Tony Hawk's Pro Skater 2 took the world that had only previously been represented honestly by magazines like Big Brother and Thrasher, or VHS tapes like Hokus Pokus and Now N Later, and gave it another platform to grow. It was a genuine representation of the sport, the attitude, the fashion, the music and the madness. It was Jackass before Jackass. It was waking up early on a Saturday morning and taking a broom to the local half pipe to brush the rain off so it would dry a little quicker and be ready for skating. It was the scraped shins and grazed fingers and ollie patch on your favourite Airwalks.

We take real-world labels and music in our games for granted now but the first Tony Hawk's Pro Skateboarding and THPS2 nailed that from the off and repeated it multiple times after. While we quite rightly hated the idea of in-game advertising in our games, brands like World Industries, Girl, Hurley and Toy Machine were in our faces and had every right to be. It was perfectly natural for them to be there.

The soundtrack, too, was and still is just as important as the game itself. A few years previously I'd set up my own business producing a hiphop magazine, and the artists that had inspired me to do it were right there, on the soundtrack. Holy shit, that's Might Mi and Mos Def slamming out the speakers while I'm grinding the skate comp in Marseilles.

Bowl and ramp sessions can rack up huge scores if you can keep the flow going.

This just wasn't what I was used to hearing in a game, not one bit, and in return these music artists were hitting audiences they had never previously reached, opening up more ears than any release on CD ever could. This is the franchise that shook up the music industry and gave it a whole new world to interact with. Video games saved the record labels.

Once Neversoft and Activision were working on the third Tony Hawk title the bandwagon was thundering down a hill, with endless extreme sports knock-offs being announced and churned out at a ridiculous rate. Tony Hawk wasn't the first but it was the best skating series and it made all others irrelevant, kicking off an entire extreme sports genre that would eventually eat itself.

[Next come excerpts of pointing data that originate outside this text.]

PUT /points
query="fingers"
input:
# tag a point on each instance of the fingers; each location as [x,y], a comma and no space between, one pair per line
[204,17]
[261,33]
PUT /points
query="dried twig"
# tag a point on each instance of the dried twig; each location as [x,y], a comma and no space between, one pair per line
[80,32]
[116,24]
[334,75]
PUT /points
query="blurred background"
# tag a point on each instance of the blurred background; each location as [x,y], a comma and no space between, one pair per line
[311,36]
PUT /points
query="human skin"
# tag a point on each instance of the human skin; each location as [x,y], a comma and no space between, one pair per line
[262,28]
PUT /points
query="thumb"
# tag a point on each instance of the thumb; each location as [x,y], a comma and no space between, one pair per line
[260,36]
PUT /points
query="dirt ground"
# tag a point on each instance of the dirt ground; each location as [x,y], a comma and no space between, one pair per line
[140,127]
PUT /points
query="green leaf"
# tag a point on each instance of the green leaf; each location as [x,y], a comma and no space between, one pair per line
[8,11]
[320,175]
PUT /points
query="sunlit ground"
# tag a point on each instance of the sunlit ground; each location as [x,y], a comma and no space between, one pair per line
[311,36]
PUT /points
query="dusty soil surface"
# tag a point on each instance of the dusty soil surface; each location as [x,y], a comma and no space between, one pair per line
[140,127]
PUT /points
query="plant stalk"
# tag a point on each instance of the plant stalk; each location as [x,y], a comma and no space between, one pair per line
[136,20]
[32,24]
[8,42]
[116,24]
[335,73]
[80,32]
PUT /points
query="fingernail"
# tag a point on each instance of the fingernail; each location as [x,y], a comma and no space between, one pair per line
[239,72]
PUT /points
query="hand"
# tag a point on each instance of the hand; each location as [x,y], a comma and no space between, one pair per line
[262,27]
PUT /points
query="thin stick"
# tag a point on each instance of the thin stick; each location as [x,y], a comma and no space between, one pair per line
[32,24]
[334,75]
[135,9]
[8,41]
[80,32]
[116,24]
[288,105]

And working as a reviewer on a PlayStation 2 magazine at the time, I played every single extreme sports game going, whether another from Activision's roster of stars or a lesser publisher grasping to be down with the kids. Kelly Slater's Pro Surfer was good. Wakeboarding Unleashed was great. Jonny Moseley Mad Trix was all the fun of bailing on a rail slide and crunching your testicles. Also, who the f**k was Jonny Moseley?

Chad Muska, pro skater and jungle musician. Straight outta Las Vegas.

So inevitably, like Elvis forced out to Vegas shows twice a day and overworked to death, the extreme sports genre collapsed wheezing, and Tony Hawk games went from bad to laughable. T.H.U.G., Project 8 and Wasteland had decent elements but were swamped with nonsense, where they even took the skateboard off us and asked us to walk, or even worse, drive. And who honestly thought using a plastic skateboard to control a video game was a good idea? I can't skate - that's why I'm playing a video game, you idiots.

And now we're back with the first two games getting a re-release in HD. I woke up at about 3am the other night and couldn't get back to sleep because I can't decide which version to buy. Part of me says it should be the PlayStation 3 version because of the controller, but I never play games on the PlayStation 3 because it's an awful machine. I still don't know what to do about it. But 12 yeas later and I'm still excited about the game.

The first two Tony Hawk games gave me something that I've only ever found in a handful of other games since (Def Jam: Fight for New York and DJ Hero, if you're asking). We slag publishers off for being money making machines and I'm sure there was plenty of dollars made from the Tony Hawk partnership. But by creating such an incredibly tuned gameplay experience with Tony Hawk's Pro Skater 2, coupled with a true and respectful representation of a culture, Activision gave something back and helped a scene continue to grow.